When the curator of the Louvre is killed, his last action is to leave hints that point to Robert Langdon, Professor for Symbololology. What Langdon discovers when he comes to analyse the hints is that there is a chase underway: Apparently the Brothers of Zion are trying to track down and possibly destroy what goes as the Holy Grail – and for some reason, Langdon finds himself, together with a French police woman who was the curator’s granddaughter, in the midst if it.

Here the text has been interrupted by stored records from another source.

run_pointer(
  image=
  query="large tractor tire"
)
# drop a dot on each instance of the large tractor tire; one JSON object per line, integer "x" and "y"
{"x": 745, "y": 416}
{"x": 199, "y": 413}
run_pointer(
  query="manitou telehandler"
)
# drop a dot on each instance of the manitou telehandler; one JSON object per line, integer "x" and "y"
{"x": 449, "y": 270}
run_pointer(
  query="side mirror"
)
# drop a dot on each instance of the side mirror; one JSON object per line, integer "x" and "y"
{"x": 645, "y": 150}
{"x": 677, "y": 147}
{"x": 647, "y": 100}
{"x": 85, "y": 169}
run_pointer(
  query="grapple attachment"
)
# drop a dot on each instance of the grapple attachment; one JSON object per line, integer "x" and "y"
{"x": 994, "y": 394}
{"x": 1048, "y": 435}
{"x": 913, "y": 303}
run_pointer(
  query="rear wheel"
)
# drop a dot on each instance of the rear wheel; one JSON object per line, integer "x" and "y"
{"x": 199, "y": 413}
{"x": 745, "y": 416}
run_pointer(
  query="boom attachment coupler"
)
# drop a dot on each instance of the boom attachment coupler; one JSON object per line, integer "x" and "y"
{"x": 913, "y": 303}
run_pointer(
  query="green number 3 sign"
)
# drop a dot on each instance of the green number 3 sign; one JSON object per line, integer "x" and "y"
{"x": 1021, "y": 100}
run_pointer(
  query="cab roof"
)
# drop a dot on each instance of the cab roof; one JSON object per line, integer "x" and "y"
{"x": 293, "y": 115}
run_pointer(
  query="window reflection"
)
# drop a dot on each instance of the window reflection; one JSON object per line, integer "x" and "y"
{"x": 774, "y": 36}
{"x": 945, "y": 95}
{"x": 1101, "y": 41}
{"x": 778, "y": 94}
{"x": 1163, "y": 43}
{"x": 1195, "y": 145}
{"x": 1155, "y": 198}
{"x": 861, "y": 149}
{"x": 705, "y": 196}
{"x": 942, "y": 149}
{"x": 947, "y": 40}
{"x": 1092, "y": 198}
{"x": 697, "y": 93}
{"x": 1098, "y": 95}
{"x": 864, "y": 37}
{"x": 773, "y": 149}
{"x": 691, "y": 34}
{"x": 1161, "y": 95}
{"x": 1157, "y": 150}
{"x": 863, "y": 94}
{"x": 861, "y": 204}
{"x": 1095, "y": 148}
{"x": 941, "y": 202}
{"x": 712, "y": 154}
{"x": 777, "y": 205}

Sometimes one wonders whether Ron Howard was forced to do this film. Maybe he was blackmailed with nude pictures from the Apollo 13 set, or his old buddy Tom Hanks was in trouble with the Tirads (or some religious cult) and coerced him. There is no trace of a filmmaker’s enjoyment in what he is doing to be found. The most obvious this becomes when strange flashbacks into the medieval and pre-Christian times are inserted, that are directed and edited with so little enthusiasm that you wonder whether somebody found this contractual agreement to do at least 4 minutes of flashback per hour of the movie, and they on;ly realised after the last day of shooting, while still suffering the hangover from the closing party.
If you want to make a film out of a book that goes at great lengths to explain historical background, you may want to have a look at how this is done in “The Name of the Rose” – the intelligent re-shuffling into a thrill in a setting gleaming with historical colours. “Da Vinci Code” on the other hand, does not gleam, it is dull, because the script tries to jump from story stone to story stone, but never really constructing the logical link between the steps, not proving how it becomes necessary to rush from here to there. Saying it does not help, there is way too much talking in this anyway (and I watched the extended version – 25 more minutes of inspiring explanations of the self-eplanatory). It is more that the film seems to miss the breathless drive of the book, which was the one factor forgiving rather flat style or characters. And the culmination point if it all, in book and film, is just massively anti-climactic. Ok, that has been resolved, so what? It’s a sledge, she’s a boy… I do not say that I was not entertained at times, but I was glad that I could stop after a couple of hours and continue the next day, that is never a good sign. Sylas the Albino was fun to watch, but then again he was taken out of the action so suddenly and abruptly that I wondered whether he did say something bad on the set, maybe steal some coffee whitener, haha. Alfred Molina as Cardinal was wasted, as they could not decide whether they needed the character or not (they did not), Audrey Tatou did what most French acresses in Hollywood: stand around woth the mouth in gaping position. And Ian McKellen was, let’s say, better as Gandalf. Ah Jean Reno: he who would do anything to become a permanent A-List actor in the US, which only brings him closer to becoming a new Rutger Hauer.